Going into their first label-produced album, Jersey natives The Front Bottoms sat comfortably in the naïve space of indefinable indie-rock. Their most accomplished work before being signed by Bar/None records, the self-released and tremendously titled My Grandma vs. Pneumonia, was an early draft of a Tarantino movie, tearing through genres carelessly from song to song, hoping it became coherent in the end. It’s actually not a bad album, and there are some great songs on it (particularly the opener “Flying Model Rockets), but it does have tremendous room for growth.
Two albums later, The Front Bottoms, a band named after the British slang term for a female sexual organ, are still growing but are exhibiting very little pains with the process. Talon of the Hawk, the bands’ most recent record, sharpens their sense of self, deciding to be a little more definable by committing fully to the indie-punk-folk sound they’d experimented with at times on their self-titled label debut. It takes some of the schizophrenic changes of pace out of the equation, leaving the vertigo-inducing songs like “Father” or “The Beers” that made their last record incessantly dynamic behind in an attempt to build coherency.

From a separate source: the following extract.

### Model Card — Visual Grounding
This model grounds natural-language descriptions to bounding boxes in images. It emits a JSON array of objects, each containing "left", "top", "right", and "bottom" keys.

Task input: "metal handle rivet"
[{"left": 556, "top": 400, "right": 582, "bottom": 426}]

Even with this commitment to logically moving songs, The Front Bottoms have held off on diluting their stimulating and endlessly entertaining lyricist Brian Sella. As with everything that’s come before, Sella is the main attraction on Talon of the Hawk. If The Front Bottoms was organized as a jet-stream of consciousness for the snarky frontman to let loose over, then Talon is a series of long-ish drunk texts that you get the feeling Sella might regret sending in a year or two. As a lyricist, he has the same punk-rock honesty complex as Titus Andronicus’s Patrick Stickles, but there’s more hope and tenderness here than on any of Stickles’s gnarly opuses. These are love songs, not songs about love, and Sella is cool with that label, even trying to reclaim it for the awkward, vaguely creepy kid sitting alone at a party.
And it’s all so personal that these songs can actually do some damage. On “Swear to God the Devil Made Me Do It”, as Sella tries to implode a masculinity complex through literal complications (“I know CPR/I know mouth to mouth… Baby I can spit this game all day) and dreams of creating life-changing art, he goes back on his own progress, mourning, “But I am full of shit/I’m a plagiarist/As a liar, I’m a 10”. It all feels in the moment, and you can actually follow his thought patterns here. He sells the performance in a way that few other singers can. This could be a Fiona Apple record.
Then there’s “Twin Sized Mattress”, the one truly transcendent song on this album, a tour-de-force of the formidable songwriter Brian Sella can be. When he sings, “When the floodwater comes it ain’t gonna be clear/It’s gonna look like mud/But I will help you swim/I will help you swim/I’m gonna help you swim”, there’s no mistaking the earnest heart this dude has. This is what is so magnetizing about The Front Bottoms: their ability to distill emotional moments that are usually lost to abstraction in a lesser band’s hands. With all that being said, there also hasn’t been a more beautiful song put to record this year.